Sie antworteten alle etwas Unterschiedliches und zur gleichen Zeit tauchten die Ghule auf. Nicht einer, nicht zwei, sondern mindestens fünf! Thuna schnappte sich die Pfeife, die ihr um den Hals hing und blies mit aller Kraft hinein. Das Geräusch, das die Ghule irritieren sollte, brachte die dunklen Umrisse nur dazu, leicht zu erzittern. Sie zogen den Kreis um die Mädchen (und den Hasen) enger und bevor Grohann oder Hylda die Gelegenheit bekamen einzugreifen, machte einer der Ghule einen Sprung mitten in die Gruppe von Mädchen hinein.
Panisch liefen sie in alle Richtungen auseinander, da niemand von einem Ghul berührt werden wollte. Grohann hatte ihnen am Nachmittag eindrücklich geschildert, was passierte, wenn man als Mensch in einen Ghul-Schatten geriet – und seine Ausführungen übertrafen das, was Thuna Lisandra erzählt hatte, um ein Vielfaches an Scheußlichkeit.

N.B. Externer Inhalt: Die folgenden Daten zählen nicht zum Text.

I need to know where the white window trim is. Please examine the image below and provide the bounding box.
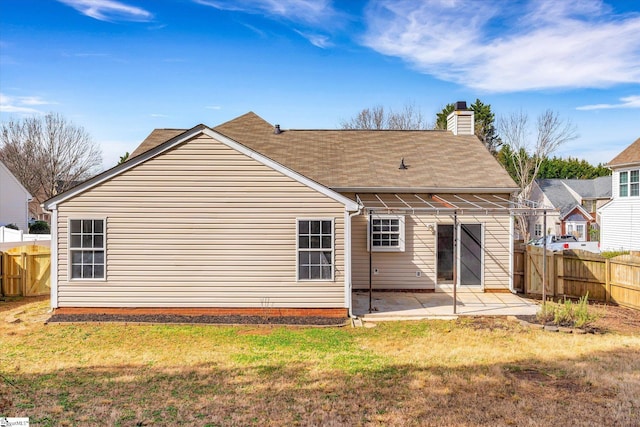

So flohen sie also in alle Richtungen und da durchzuckte auch schon der erste magikalische Blitz die Finsternis. Lisandra traf er überraschend, sodass sie ihre Augen nicht schützen konnte, was zur Folge hatte, dass sie im ersten Moment sehr, sehr viel sah und im zweiten gar nichts mehr. Was sie aber gesehen hatte, veranlasste sie, in die Dunkelheit des Gartens zu rennen, hinter einem Ghul her, in dem soeben Rackiné verschwunden war.
Blind rannte sie ins Dickicht eines Jammerbuchen-Wäldchens, einzig von ihrem Gefühl geleitet. Sie spürte, in welche Richtung sich das Unheil bewegte, und schlug Äste und Ängste aus ihrem Weg, um ihm auf den Fersen zu bleiben. Der Ghul wollte zurück in die Festung, vermutlich zu einem Spiegel, aus dem er gekommen war. Er würde quer durch die dicken Festungsmauern laufen, doch das konnte Lisandra auch!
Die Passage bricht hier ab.